I ended up realizing that QEMU already supports microVMs and shipped https://github.com/rcarmo/pve-microvm yesterday. It's working out great for me, even if it's not portable in the same way (I can always do a .qcow dump, I guess)

3 days ago

akdev1l

How does it compare to podman with crun-vm ?

5 days ago

geniium

Congrats that looks really amazing!

4 days ago

chrisweekly

This looks awesome. Thanks for sharing!

5 days ago

fqiao

Thanks so much! Feel free to try it out if you have a chance, and let's us know your thoughts. Thanks!

5 days ago

messh

https://shellbox.dev is a hosted version of something very similar

5 days ago

tomComb

This sounds great, except for one thing: you can scale your compute (CPU & RAM) as needed but your storage appears to scale with it.

So, if I use a "16 vCPUs, 32GB RAM, 400GB SSD" machine for a period of intense compute, and then want to scale that down to "2 vCPUs, 4GB RAM", most of my storage disappears?

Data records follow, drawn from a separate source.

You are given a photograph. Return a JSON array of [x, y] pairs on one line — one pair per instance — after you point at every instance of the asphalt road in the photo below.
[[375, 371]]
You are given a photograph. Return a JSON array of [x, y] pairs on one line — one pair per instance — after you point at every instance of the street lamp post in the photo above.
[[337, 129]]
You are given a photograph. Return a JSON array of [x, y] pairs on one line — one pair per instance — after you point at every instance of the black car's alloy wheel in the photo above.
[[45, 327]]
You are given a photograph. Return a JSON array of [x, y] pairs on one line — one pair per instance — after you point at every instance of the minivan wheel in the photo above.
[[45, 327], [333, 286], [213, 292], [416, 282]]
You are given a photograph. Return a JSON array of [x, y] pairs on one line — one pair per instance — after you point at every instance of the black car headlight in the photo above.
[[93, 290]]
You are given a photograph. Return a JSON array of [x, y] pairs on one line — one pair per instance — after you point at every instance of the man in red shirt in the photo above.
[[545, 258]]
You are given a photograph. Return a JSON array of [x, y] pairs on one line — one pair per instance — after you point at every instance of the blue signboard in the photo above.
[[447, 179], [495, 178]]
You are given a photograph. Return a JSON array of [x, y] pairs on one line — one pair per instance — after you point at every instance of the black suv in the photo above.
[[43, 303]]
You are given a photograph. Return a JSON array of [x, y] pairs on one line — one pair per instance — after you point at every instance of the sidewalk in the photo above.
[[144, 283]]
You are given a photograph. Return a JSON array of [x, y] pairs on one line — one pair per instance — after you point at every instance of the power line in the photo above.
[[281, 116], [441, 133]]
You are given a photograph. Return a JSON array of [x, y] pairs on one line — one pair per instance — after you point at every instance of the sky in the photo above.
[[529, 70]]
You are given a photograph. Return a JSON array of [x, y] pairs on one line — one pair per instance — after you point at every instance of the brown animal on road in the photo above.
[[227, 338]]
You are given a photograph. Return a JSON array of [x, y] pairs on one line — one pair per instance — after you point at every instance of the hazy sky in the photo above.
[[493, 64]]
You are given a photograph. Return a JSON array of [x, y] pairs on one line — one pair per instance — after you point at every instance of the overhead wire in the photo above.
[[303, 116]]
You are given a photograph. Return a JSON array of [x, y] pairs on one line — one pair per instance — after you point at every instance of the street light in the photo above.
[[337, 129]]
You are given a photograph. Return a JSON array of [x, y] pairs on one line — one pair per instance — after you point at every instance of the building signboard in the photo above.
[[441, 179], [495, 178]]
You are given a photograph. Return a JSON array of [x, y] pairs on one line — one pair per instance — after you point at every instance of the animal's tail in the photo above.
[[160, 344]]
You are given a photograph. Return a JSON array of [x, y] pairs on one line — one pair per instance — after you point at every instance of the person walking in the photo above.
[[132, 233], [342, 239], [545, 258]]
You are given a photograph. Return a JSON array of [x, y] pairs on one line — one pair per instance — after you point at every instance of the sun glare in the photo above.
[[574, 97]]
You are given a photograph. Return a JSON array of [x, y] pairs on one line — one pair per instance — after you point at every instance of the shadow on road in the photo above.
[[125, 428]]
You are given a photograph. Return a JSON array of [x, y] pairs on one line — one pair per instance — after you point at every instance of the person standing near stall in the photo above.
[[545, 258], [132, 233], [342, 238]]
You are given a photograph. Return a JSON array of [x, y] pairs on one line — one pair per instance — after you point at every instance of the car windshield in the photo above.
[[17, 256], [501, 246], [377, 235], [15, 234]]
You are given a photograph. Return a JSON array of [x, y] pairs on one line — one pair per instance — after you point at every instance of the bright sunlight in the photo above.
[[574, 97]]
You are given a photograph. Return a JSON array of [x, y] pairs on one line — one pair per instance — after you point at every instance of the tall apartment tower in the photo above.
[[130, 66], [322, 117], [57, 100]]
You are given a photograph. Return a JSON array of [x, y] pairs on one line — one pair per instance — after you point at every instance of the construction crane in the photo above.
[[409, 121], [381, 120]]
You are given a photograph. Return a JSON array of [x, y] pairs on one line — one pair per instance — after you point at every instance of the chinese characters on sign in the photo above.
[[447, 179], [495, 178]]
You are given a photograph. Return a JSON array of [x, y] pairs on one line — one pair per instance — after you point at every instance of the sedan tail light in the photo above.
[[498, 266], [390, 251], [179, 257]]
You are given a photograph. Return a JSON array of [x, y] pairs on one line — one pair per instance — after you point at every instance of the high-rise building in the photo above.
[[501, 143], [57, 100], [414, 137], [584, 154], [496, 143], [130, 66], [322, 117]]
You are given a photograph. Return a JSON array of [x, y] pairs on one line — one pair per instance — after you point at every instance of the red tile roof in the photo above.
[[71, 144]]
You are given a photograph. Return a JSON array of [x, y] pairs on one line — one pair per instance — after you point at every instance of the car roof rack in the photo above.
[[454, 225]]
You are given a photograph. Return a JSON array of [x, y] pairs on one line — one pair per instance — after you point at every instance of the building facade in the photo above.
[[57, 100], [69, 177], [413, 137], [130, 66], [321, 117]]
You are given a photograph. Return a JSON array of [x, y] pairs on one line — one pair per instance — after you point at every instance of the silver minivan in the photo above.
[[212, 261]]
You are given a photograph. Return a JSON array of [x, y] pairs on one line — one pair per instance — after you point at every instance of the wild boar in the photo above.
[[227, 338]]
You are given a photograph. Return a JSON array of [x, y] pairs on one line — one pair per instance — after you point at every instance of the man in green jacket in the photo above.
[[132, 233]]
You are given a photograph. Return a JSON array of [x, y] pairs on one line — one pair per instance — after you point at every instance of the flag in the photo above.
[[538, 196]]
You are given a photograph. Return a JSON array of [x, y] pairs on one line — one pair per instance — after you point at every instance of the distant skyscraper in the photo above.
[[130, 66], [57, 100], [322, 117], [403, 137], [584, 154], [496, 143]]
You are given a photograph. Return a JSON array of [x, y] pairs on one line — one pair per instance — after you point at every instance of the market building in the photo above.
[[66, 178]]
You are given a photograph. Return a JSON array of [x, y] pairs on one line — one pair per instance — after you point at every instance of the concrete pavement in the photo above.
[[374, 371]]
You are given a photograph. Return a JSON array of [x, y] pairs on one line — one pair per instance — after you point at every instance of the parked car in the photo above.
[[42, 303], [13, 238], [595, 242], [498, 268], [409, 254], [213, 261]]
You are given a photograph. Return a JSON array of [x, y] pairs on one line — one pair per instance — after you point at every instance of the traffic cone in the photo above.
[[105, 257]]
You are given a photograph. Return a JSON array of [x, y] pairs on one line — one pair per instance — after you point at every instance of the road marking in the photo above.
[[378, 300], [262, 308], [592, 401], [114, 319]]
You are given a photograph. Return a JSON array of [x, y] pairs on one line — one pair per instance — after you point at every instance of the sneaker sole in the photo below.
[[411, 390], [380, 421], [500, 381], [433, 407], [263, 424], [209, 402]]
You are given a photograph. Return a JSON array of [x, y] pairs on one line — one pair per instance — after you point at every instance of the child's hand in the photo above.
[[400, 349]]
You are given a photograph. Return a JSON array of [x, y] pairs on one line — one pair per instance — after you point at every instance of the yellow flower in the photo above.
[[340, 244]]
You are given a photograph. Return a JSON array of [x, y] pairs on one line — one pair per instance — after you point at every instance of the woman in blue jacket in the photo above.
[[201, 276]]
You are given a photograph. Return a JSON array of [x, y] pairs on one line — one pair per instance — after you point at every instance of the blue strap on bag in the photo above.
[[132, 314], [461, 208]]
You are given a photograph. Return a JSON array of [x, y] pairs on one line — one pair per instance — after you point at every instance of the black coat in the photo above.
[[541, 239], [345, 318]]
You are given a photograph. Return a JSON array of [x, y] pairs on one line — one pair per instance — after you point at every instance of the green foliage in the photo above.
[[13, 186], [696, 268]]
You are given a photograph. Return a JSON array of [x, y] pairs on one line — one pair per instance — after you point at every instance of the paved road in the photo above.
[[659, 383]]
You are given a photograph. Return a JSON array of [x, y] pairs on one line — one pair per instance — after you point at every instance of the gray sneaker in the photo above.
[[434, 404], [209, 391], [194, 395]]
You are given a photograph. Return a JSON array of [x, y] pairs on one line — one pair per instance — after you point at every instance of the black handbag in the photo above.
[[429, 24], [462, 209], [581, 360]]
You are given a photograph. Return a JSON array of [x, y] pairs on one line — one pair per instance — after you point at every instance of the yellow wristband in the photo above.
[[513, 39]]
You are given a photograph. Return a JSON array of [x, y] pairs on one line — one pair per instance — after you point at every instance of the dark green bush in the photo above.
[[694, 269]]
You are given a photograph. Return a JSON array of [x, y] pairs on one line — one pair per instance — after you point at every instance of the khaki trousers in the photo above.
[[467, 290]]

That rather ruins the potential of the advertised scalability.

5 days ago

todotask2

How many smolvm can you find?

4 days ago

binsquare

not enough and too much at the same time

4 days ago

ljcoco

congrats on the launch binbin, this is cool!

3 days ago

rawoke083600

I like the name ! :)

4 days ago

Ey7NFZ3P0nzAe

Me too but I loove the icon

4 days ago

binsquare

thanks, it's my hand traced over and then made pretty.

4 days ago

dimitry12

https://github.com/earendil-works/gondolin is another project addressing a similar use-case.

5 days ago

cperciva

See also SmolBSD -- similar idea, similar name, using NetBSD.

5 days ago

fqiao

I came across SmolBSD before too. Cool project!